Expression of Malate Transporters and Measurements of ABA Levels. qRT-PCR analysis of the expression of ABCB14 (A) and the tonoplast dicarboxylate transporter (tDT) (B) and ABA analyses (C) in leaves of the wild-type and transgenic lines. All measurements were performed on 4-week-old plants. Values are presented as means ± se of six individual determinations per line. The lines used were as follows: the wild type (WT), black bars; SDH14, gray bars; SDH43, dark-gray bars; FL11, light-gray bars; FL41, white bars. An asterisk indicates values that were determined by the Student’s t test to be significantly different (P < 0.05) from the wild type. FW, fresh weight.

Figure 12.

Expression of Genes Involved in the Stomatal Response of the Wild Type in Succinate Dehydrogenase and Fumarase Antisense Lines.
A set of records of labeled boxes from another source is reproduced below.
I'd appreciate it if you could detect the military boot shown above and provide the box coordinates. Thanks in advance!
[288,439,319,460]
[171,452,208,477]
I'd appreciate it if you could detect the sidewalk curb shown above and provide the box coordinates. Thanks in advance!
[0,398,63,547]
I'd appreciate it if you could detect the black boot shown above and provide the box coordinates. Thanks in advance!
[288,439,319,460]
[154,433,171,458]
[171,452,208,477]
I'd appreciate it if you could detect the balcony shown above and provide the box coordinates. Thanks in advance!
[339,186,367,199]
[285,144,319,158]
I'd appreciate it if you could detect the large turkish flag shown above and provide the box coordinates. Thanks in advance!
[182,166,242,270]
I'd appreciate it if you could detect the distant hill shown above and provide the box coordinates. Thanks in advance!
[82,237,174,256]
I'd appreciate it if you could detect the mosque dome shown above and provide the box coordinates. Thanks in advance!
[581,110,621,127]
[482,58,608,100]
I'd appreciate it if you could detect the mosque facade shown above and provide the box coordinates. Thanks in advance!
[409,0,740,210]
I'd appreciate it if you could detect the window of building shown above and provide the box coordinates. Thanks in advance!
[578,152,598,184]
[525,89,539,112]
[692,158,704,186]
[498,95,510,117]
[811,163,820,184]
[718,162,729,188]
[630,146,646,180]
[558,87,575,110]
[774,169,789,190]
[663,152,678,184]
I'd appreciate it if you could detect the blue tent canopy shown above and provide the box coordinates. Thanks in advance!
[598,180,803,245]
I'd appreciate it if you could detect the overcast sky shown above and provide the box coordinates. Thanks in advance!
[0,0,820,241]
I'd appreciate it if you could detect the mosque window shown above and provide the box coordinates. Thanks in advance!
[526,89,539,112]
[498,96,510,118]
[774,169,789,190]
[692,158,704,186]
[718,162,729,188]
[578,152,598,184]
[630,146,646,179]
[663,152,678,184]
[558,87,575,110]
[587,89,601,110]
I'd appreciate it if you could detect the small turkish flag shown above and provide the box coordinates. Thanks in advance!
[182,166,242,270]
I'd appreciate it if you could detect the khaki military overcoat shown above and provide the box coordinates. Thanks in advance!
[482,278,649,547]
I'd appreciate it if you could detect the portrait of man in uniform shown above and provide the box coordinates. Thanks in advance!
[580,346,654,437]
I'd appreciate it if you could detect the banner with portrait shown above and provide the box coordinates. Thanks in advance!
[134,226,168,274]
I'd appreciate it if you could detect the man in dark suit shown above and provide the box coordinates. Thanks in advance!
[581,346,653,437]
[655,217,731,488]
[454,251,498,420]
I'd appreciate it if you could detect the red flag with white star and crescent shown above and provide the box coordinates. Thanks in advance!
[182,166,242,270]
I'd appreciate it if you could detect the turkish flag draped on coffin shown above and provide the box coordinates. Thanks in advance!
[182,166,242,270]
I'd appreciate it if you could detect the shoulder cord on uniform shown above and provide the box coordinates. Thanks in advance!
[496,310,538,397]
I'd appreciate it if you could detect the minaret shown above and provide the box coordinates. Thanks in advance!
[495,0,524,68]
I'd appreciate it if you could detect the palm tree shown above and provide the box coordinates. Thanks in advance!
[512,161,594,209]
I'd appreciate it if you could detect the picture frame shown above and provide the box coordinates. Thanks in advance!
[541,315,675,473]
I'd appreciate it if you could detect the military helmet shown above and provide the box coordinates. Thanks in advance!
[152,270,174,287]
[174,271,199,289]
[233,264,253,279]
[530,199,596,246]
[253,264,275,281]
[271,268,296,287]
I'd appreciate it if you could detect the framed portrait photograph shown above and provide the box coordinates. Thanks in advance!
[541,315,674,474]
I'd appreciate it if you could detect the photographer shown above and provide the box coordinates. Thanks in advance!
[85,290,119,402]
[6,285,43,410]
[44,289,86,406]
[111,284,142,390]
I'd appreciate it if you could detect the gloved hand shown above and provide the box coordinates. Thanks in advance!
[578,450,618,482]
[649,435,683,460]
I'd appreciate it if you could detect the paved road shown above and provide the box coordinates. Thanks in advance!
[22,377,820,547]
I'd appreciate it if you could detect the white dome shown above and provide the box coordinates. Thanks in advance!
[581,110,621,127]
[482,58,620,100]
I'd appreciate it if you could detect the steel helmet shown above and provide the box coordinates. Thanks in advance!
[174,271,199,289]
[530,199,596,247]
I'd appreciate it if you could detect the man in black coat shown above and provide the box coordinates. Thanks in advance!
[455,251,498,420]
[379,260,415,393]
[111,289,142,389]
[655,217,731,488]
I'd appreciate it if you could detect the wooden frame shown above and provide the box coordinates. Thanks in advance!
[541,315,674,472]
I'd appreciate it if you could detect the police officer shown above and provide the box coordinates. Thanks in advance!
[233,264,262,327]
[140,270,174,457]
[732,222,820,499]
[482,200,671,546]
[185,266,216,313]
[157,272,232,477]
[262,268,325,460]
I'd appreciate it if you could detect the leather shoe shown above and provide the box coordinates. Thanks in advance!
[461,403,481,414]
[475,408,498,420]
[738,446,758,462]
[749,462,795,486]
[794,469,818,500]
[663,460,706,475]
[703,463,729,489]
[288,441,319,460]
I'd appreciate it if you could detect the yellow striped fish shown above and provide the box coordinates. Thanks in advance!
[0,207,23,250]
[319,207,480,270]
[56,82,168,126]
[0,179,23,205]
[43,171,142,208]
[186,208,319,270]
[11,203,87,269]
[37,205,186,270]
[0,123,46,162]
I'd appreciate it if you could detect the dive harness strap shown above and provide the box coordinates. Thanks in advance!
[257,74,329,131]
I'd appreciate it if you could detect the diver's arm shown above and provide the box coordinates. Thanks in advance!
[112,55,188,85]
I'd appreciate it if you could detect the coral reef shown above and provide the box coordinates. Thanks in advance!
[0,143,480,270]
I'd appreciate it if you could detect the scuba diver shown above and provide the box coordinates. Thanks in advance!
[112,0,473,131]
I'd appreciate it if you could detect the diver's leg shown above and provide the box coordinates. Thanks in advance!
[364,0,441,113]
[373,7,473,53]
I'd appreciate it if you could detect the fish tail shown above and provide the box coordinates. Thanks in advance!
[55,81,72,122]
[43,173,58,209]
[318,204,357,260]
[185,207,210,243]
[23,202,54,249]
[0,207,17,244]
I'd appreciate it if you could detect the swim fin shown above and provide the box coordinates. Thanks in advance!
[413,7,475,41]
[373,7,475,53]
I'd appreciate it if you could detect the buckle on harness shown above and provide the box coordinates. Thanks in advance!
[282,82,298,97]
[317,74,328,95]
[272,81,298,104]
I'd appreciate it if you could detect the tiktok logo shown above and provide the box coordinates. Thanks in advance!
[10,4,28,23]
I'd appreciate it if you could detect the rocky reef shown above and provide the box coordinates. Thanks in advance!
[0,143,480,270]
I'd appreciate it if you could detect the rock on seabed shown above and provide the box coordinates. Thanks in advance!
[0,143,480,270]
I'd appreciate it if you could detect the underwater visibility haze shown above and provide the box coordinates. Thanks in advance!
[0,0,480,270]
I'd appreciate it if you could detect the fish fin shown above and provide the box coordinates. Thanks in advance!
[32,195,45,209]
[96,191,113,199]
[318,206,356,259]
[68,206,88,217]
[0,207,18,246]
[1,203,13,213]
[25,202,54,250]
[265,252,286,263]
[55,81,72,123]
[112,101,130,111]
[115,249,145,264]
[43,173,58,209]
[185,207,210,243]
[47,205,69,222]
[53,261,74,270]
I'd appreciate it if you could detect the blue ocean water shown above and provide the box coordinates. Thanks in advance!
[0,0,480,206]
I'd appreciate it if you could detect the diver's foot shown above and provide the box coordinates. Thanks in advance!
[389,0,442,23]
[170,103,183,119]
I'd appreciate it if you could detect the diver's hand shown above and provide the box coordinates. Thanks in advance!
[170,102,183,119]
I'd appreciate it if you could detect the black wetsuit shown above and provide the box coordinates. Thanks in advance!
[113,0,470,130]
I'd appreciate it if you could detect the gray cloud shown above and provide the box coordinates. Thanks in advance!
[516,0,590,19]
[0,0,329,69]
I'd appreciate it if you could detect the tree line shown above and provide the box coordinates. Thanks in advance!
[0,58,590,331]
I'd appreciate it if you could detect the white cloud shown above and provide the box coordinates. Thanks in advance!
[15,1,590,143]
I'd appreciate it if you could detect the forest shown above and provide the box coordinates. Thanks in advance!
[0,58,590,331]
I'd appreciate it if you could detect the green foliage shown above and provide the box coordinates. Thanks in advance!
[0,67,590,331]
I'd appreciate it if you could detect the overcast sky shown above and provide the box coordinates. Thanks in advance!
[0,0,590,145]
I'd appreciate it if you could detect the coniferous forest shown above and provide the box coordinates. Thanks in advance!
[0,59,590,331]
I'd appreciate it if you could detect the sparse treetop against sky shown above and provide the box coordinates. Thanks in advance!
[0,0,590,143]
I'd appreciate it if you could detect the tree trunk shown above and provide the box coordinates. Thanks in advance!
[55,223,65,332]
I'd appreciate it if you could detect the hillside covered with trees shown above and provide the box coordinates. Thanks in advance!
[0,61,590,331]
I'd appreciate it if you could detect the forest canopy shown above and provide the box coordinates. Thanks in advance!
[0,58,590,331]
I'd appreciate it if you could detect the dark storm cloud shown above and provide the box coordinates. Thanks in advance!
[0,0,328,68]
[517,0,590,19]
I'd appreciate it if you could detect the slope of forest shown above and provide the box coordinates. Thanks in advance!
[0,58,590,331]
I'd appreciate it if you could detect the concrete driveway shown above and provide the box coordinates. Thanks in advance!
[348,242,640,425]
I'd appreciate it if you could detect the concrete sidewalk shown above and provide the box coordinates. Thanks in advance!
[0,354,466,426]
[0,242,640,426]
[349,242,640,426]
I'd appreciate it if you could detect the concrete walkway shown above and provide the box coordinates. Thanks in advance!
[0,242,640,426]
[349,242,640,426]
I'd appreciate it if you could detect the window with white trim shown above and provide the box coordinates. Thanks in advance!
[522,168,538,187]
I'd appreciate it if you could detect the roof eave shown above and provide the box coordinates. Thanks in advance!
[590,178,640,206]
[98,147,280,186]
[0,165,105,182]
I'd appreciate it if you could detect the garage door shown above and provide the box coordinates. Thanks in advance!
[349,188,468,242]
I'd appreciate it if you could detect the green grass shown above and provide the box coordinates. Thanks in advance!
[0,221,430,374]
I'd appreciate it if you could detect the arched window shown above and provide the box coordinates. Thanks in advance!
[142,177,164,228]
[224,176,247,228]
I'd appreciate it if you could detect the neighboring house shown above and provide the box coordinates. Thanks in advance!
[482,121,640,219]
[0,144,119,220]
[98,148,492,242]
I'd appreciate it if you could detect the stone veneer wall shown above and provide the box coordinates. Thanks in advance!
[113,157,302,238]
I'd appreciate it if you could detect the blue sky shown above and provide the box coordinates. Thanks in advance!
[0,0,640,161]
Light-responsive genes (A); ABA-responsive genes (B); signaling (C) and solute (D) transporter-related genes. The transcripts analyzed here were as follows: Rbcs, CCR2, PHOT1, PHOT2, CHX20, PLDα1, OST1, NIA2, CPK6, AHA2, ABI2, STP1, RBOHB, KAT2, CaS, TIP, GPCR1, GTG1, GPX3, and CIPK15. Analyses were done in epidermal fragments of fully expanded leaves of 4-week-old plants. Values are presented as means ± sd of six individual plants. The lines used were as follows: the wild type (WT), black bars; SDH14, gray bars; SDH43, dark-gray bars; FL11, light-gray bars; FL41, white bars. An asterisk indicates values determined by the Student’s t test to be significantly different (P < 0.05) from the wild type.

Figure 13.

Physiological Characterization of SDH2-2 Lines under the Control of the Guard Cell–Specific Promoter MYB60. (A) and (B) Relative transcript abundance of mitochondrial Complex II subunits (SDH2-2 and SDH2-1, respectively). The abundance of SDH mRNAs was measured by quantitative RT-PCR. WT, wild type. (C) and (D) Apoplastic concentrations of malate (C) and fumarate (D). Malate and fumarate were determined as described in Methods. FW, fresh weight. (E) and (F) Assimilation rate as a function of PFD intensities (E) and net CO₂ assimilation rate as a function of internal leaf CO₂ concentration Ci (F). Values are presented as mean ± se of six individual plants per line. Asterisks indicate values that were determined by the Student’s t test to be significantly different from the wild type (P < 0.05).

Figure 14.

Mitochondrial Function Triggers Stomatal Movement by Regulating Organic Acid Levels. The malate (fumarate) produced by the TCA cycle is transported to the vacuole, where it is stored. By an unclear mechanism, the level of organic acid is altered in the subsidiary cells, leading to an increased (decreased) concentration in the guard cells that culminates with the closing (opening) of stomata. Stomatal movement is additionally regulated by other well-characterized mechanisms (K⁺, Cl⁻ABA, and Ca²⁺); therefore, future work is required to fully understand the molecular regulatory hierarchy of this highly specialized cell type.